There have been many major security incidents during the development of the blockchain. For example, in August 2010, the use of integer overflow vulnerabilities creates 184.4 billion bitcoins out of thin air. The ransomware of the previous period caused huge losses. We must pay more attention to blockchain security, and make blockchain safe from classified protection. Only trusted computing can solve the security of blockchain.
How to do it?
Trusted computing may provide a solution. Everyone often hears ‘security and trustworthy.’ First, we need to distinguish between security and trustworthy. The trustworthy we are talking about here is a basic concept in trusted computing. If the behavior of the entity matches the expected behavior for a particular purpose, then the entity is said to be authentic for this purpose. But what we say ‘trustworthy’ does not mean that its behavior must be safe. For example, a computer system sometimes fails, and sometimes it is attacked. If this phenomenon occurs within our expectations, the system is still believable, but it is not necessarily safe. Therefore, credibility emphasizes whether the behavior of the entity matches the expected behavior.
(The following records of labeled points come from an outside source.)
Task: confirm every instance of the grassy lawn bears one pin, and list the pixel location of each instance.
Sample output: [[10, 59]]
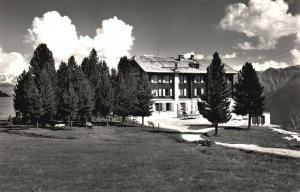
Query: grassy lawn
[[261, 136], [130, 159]]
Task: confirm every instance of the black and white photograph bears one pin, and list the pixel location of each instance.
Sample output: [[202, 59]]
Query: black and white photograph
[[149, 95]]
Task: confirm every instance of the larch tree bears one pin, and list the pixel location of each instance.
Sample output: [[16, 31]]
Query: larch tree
[[248, 94], [214, 103]]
Trias is to build a decentralized common platform for trusted computing to achieve a trusted software execution environment, ensuring that the right software produces the expected output with the right input; and a set of decentralized auditable and traceable trusted software development operations and maintenance systems ensure that the software’s own behavior can be verified and traced. In the end, the correct all-platform hardware environment is guaranteed to implement the correct native application, achieving the security strength of the Near Blockchain 2.0 smart contract. Further, using the pass-through economic model, Trias drives the computing power and the software to operate in an ecologically healthy, orderly and safe manner, realizing the orderly scheduling of trusted software in the trusted execution environment, and finally achieving the trustworthy and reliable all-platform programming.
Trusted Computing was proposed by the Trusted Computing Group (TCG) in order to know if the working state of the computing environment is as expected. It can be understood from the following four aspects.
1. The user’s identity authentication reflects the trust of the user, that is, whether the user is sufficiently trustworthy;
2. The correctness of the platform software and hardware configuration reflects the user’s trust in the platform operating environment, such as whether the platform runs the desired operating system;
3. The integrity and legitimacy of the application, reflecting the credibility of the application running, such as whether you are trustworthy for the application running on my system;
4. The verifiability between the platforms reflects the mutual trust between the platforms in the network environment. In the network environment, the platforms need to communicate with each other, which involves mutual trust between the platforms.
Trusted computing is also to solve the trust problem in these four aspects.
Three attributes of trusted computing are defined in the specification developed by TCG:
1. Identification: The user of the computer system can determine the identity of the object with whom they are communicating, such as whether my computer system can identify whether a user’s identity is the identity it expects;
2. Integrity: The user ensures that information can be transmitted correctly.
3. Privacy: Users believe that the system can guarantee the privacy of information and will not be easily leaked.
TCG is also hoping to start from the underlying hardware, using a trusted computing platform supported by hardware security modules in computing and communication systems to improve overall security.
The Trias blockchain fundamentally reduces and optimizes the consensus process and the node cost by using the heterogeneous consensus algorithm of trusted computing and improves the consensus speed. Through the combination of trusted computing and DevSecOps, starting from the software source phase, each time the changed behavior is based on the traceable chain analysis and deposit verification. With the trusted computing technology, the access and data access of the external chain device is based on the traditional mining software or wallet access method, and the entire users’ operating environment performs metrics and verification of trusted computing to ensure the verification of the state of the user’s operating environment in 7*24 hours. Even if there is a 1-byte non-whitelist change, the non-trusted outer chain can be found. The behavior and nodes solve the problem of the low cost of access destruction of existing blockchain technologies. With a range of technical features of trusted computing technology, Trias is able to support a wider and more versatile application scenario. For example, trusted software traceability and threat intelligence platform, intelligent manufacturing and logistics supply chain, financial big data platform, medical big data platform, entertainment video content compliance computing platform, automatic driving AI training computing platform, etc.